DY: Euro Pares Rally As Sentiment Falters, Sterling Weakness Ahead
The Euro pared the overnight advance to 1.4235 and the single-currency may continue to lose ground throughout the North American trade as uncertainties surrounding the region bears down on market sentiment. As Greece’s parliament reviews the additional austerity measures laid out by Prime Minister George Papandreou, market participants will certainly keep a close eye on the outcome, which is due out on June 29, and the single-currency may face additional headwinds in the days ahead should the policy makers struggle to meet on common ground. As the European periphery face record-high financing costs, the heightening risk for contagion certainly dampen the outlook for the Euro, and the exchange rate may continue to push lower in the following month as fears surrounding the sovereign debt crisis overshadows the prospects for a rate hike in July.

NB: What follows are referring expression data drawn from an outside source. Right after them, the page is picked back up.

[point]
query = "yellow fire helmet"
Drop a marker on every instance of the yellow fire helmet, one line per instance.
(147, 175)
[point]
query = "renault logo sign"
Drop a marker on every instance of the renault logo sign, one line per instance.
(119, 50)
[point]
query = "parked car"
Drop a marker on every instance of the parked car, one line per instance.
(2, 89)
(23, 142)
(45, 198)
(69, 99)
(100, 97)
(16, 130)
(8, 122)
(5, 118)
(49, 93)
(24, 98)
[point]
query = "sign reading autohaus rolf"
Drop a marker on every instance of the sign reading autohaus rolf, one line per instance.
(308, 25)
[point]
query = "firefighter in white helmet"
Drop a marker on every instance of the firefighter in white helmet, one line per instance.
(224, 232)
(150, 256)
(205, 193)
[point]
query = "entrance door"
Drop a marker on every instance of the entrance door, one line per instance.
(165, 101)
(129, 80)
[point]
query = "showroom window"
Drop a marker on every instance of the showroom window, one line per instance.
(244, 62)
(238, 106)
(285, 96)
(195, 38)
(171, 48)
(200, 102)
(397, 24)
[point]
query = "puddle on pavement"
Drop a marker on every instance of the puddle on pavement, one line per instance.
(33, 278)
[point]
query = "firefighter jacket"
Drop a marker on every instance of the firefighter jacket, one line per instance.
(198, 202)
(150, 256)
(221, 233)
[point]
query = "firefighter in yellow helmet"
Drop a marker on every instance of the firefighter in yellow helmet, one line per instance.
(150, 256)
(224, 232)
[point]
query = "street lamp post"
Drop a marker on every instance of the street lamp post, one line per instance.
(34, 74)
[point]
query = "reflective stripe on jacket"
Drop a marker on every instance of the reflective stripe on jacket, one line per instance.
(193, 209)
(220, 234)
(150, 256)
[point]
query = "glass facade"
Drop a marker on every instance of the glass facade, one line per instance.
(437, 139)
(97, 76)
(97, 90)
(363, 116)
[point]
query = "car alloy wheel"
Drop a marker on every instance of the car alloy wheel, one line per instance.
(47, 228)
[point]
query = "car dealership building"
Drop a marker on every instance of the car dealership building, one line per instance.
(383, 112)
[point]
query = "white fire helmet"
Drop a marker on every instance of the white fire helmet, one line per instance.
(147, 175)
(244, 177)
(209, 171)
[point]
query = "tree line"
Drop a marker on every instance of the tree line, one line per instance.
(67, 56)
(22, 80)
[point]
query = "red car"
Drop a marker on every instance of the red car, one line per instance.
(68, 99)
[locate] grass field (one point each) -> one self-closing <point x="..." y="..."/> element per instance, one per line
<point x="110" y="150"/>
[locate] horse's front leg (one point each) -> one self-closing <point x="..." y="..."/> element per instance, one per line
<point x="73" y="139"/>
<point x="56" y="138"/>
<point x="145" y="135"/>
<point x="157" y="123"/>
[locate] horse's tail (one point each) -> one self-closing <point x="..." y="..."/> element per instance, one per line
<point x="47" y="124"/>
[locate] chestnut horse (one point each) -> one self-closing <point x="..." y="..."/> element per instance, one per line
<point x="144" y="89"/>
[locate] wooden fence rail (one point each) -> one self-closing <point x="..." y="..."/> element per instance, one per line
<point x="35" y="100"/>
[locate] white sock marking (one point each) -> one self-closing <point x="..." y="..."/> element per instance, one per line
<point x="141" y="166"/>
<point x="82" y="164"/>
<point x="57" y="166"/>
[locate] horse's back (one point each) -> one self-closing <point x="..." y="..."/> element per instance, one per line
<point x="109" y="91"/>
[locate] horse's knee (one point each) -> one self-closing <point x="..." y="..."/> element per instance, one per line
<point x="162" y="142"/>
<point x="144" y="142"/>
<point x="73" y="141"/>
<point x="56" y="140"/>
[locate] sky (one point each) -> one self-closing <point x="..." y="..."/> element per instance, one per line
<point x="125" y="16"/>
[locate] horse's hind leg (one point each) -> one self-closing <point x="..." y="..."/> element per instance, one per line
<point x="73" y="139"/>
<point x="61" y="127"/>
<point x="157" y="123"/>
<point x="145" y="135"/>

Although the European Central Bank talks up speculation for a 25bp rate hike in the month ahead, currency traders may overlook the hawkish tone held by the Governing Council as policy makers struggle to restore investor confidence and the bearish sentiment underlying the single-currency may gather pace heading into July should Greece fail to gain additional support from the EU. As the EUR/USD trades within a descending triangle, the pair should continue to consolidate over the near-term, and there could be a sharp selloff in the exchange rate as price action approaches the apex. In turn, a close below 1.4000 could foreshadow the expected downturn in the euro-dollar, and the pair may work its way down towards the 61.8% Fibonacci retracement from the 2009 high to the 2010 low around 1.3880-1.3900.

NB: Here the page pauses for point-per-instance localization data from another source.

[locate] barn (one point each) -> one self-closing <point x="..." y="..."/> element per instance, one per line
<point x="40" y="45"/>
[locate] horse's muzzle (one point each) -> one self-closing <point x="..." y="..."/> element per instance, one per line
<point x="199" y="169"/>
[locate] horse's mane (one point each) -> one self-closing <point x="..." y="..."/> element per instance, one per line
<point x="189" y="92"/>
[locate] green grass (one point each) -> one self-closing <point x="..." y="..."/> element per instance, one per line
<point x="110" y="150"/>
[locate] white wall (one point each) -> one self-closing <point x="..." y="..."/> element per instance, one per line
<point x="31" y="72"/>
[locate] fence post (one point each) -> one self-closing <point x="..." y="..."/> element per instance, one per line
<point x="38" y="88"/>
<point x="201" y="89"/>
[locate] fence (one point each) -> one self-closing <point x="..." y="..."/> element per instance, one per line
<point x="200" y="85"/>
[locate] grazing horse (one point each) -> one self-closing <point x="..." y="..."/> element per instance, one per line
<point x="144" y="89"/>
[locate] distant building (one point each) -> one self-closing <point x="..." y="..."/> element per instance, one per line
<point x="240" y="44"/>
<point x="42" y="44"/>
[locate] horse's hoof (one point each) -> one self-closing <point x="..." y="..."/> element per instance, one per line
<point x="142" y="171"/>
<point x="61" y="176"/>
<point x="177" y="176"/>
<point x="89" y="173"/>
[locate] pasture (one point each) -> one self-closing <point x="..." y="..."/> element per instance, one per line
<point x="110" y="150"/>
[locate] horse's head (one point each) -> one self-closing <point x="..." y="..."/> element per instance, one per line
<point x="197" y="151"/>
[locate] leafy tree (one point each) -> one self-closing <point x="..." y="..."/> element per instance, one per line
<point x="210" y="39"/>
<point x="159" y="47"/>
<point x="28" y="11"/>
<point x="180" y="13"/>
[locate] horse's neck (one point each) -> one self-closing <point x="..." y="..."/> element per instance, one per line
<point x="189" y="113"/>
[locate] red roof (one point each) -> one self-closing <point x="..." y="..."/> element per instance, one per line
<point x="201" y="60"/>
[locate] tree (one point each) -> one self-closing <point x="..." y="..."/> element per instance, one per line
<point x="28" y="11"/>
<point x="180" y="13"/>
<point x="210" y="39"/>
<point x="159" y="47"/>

The British Pound certainly failed to hold its ground on Monday, and the GBP/USD may continue retrace the advance from earlier this year as it breaches the March low at 1.5936. As the Bank of England is scheduled to testify on its inflation report in front of Parliament, dovish comments from the central bank is likely to spark a bearish reaction in the British Pound, and the reversal in the pound-dollar could gather pace over the next 24-hours of trading as market participants speculate the MPC to expand policy further over the coming months. In turn, the exchange rate may fall back towards the swing low seen back in January around 1.5750 as it searches for support, but we could see a near-term correction before there’s a larger move to the downside as the relative strength index continues to hold above oversold territory.
U.S. dollar price action was largely mixed during the overnight trade, but the greenback appears to be regaining its footing as the slew of dismal data coming out of the world’s largest economy bears down on risk sentiment. Indeed, the slower pace of income growth paired with the downturn in personal spending reinforces a weakened outlook for future growth, and the risk-off trading environment may prop up the reserve currency throughout the North American trade as it benefits from safe-haven flows. However, an improvement in the Dallas Fed manufacturing report could impeded on the U.S. dollar rally as currency traders to increase their appetite for yields, but the shift away from risk-taking behavior is likely to gather pace over the near-term as the Federal Reserve starts to withdraw monetary stimulus.